Nell’Erba Alta: la recensione

Sono pochi i racconti di Stephen King che hanno ricevuto una degna trasposizione cinematografica; Nell’Erba Alta non è uno di questi.

 

 

Realizzare un film horror o thriller non è la cosa più semplice del mondo; a meno che non si voglia produrre una pellicola di bassa qualità occorrono infatti ritmo, suspance e una trama solida. Nell’Erba Alta ci prova, ma arriva corto all’obiettivo.

La storia vede fratello e sorella fermarsi lungo uno degli sterminati campi di granoturco che costellano la campagna statunitense del Mid-West e venire attratti al suo interno dalla voce di un ragazzino in cerca di aiuto. Una volta immersi tra le alte piante che coprono la vista, scopriranno di essere vittime di una forza che impedisce loro di ritrovare la via d’uscita.

 

 

Anche se oggettivamente si intuisce immediatamente che Nell’Erba Alta non è un capolavoro, le premesse del film non sono male. Il voler mantenere un certo alone di mistero è una delle armi principali dei film che basa la propria forza sulla suspance, ed in questo Nell’Erba Alta riesce discretamente bene. Gli eventi che si susseguono, sebbene prevedibili, contribuiscono a creare un’innegabile atmosfera che aiuta in modo non indifferente la pellicola a centrare per la maggior parte del tempo quella sospensione dell’incredulità tanto ambita in questo genere cinematografico.

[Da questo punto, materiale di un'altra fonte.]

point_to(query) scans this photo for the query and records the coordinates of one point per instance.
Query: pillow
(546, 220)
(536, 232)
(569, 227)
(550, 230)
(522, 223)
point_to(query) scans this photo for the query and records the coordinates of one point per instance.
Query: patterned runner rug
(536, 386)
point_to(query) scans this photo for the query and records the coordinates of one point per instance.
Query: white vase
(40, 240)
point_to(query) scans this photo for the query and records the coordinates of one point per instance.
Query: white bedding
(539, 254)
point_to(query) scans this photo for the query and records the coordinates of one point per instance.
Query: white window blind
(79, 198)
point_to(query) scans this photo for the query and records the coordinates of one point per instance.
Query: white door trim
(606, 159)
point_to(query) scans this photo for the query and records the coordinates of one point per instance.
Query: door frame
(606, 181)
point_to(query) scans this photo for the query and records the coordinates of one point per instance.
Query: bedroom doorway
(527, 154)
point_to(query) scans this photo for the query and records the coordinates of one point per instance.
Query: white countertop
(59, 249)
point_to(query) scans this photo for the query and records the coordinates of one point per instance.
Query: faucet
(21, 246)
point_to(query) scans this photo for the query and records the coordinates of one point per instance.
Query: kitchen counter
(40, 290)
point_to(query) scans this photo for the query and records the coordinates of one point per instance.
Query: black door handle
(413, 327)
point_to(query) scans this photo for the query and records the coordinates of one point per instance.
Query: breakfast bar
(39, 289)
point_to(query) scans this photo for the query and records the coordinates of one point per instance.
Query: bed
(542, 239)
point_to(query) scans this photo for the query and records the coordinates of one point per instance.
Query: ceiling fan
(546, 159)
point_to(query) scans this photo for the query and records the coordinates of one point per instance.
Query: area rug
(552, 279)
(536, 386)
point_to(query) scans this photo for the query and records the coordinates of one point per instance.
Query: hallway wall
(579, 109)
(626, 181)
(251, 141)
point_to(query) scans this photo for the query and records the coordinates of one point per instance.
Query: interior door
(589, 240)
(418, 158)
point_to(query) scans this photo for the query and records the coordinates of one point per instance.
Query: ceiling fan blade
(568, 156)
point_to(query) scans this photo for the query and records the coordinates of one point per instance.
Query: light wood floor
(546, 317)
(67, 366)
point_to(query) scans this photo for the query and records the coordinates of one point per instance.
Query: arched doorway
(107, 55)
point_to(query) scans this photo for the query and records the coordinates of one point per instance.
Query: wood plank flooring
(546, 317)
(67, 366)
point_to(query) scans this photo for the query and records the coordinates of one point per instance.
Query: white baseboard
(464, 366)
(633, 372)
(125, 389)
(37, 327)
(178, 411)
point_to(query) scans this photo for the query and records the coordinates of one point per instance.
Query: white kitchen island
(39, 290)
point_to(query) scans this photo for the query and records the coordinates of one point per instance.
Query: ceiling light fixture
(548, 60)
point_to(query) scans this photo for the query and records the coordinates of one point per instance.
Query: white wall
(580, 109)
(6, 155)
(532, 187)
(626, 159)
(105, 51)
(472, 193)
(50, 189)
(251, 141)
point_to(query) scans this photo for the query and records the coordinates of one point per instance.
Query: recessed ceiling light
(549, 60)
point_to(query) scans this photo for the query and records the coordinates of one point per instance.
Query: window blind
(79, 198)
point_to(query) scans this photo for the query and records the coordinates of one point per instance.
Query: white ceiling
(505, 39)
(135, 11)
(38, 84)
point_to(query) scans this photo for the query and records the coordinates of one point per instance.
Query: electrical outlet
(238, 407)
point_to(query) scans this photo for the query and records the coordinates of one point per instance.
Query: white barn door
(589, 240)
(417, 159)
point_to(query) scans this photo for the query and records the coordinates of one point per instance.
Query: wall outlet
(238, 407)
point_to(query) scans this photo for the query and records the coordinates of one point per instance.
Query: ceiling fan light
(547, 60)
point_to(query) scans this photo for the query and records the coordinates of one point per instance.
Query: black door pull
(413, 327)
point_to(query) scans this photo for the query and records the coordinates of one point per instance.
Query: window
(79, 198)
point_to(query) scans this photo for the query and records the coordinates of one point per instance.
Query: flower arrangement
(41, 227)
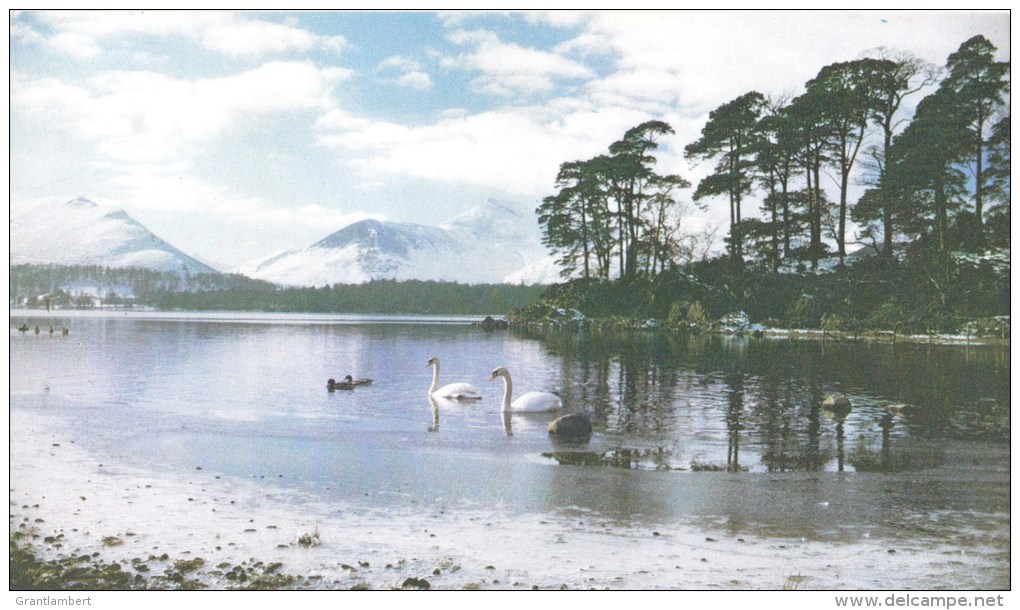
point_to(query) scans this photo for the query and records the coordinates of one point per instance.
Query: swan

Quello che però controbilancia il film, e lo fa in negativo, è il fatto che troppi elementi diversi vengono dati in pasto allo spettatore senza un contesto o delle spiegazioni precise. Sembra quasi si siano voluti buttare là alla meno peggio diversi temi ricorrenti nei racconti horror, e che lo stesso Stephen King sia vittima di se stesso e delle sue fisse per culti, religioni e possessioni (anche se no, l’eterna lotta tra il Bene e il Male stavolta non è contemplata).

 

 

Il risultato finale è che, nonostante il discreto avvio, Nell’Erba Alta si rivela un film fiacco; manca di mordente e di carisma. Non aiuta in tal senso il cast, che sebbene non mostri demeriti particolari (i due personaggi odiosi sono costruiti così e c’è poco da fare) non fa nemmeno molto per risollevare le sorti di una pellicola mediocre.
Essendo un film corale, senza un vero protagonista, si fa fatica ad individuare una prova di maggior pregio; si possono però promuovere Laysla De Oliveira e Will Buie Jr. e rimandare Harrison Gilbertson e Avery Whitted. Discorso a parte per Patrick Wilson, il cui personaggio plastico e pomposo è probabilmente bene rappresentato ma senza suscitare particolari sensazioni nello spettatore.

 

 

Buona la fotografia, con una larga fetta di girato in notturna che aiuta a formare una sensazione cupa e di disperazione (ma senza arrivare ai livelli di Vivarium). Anche i ritmi non sono male, ed il film tene più o meno fino in fondo, pur tramutandosi lentamente in qualcosa più vicino ad un film d’azione e perdendo i suoi connotati puramente psico-horrorifici.
Dietro la macchina da presa troviamo un Vincenzo Natali (Cypher, Nothing, Splice) lontano dai picchi ottenuti con Cube – Il Cubo nel lontano 1997.

Complessivamente, Nell’Erba Alta è una pellicola tralasciabile, che al di là di buone premesse e di idee di base interessanti manca purtroppo nel complesso il suo obiettivo principale: quello di coinvolgere e colpire lo sepettatore.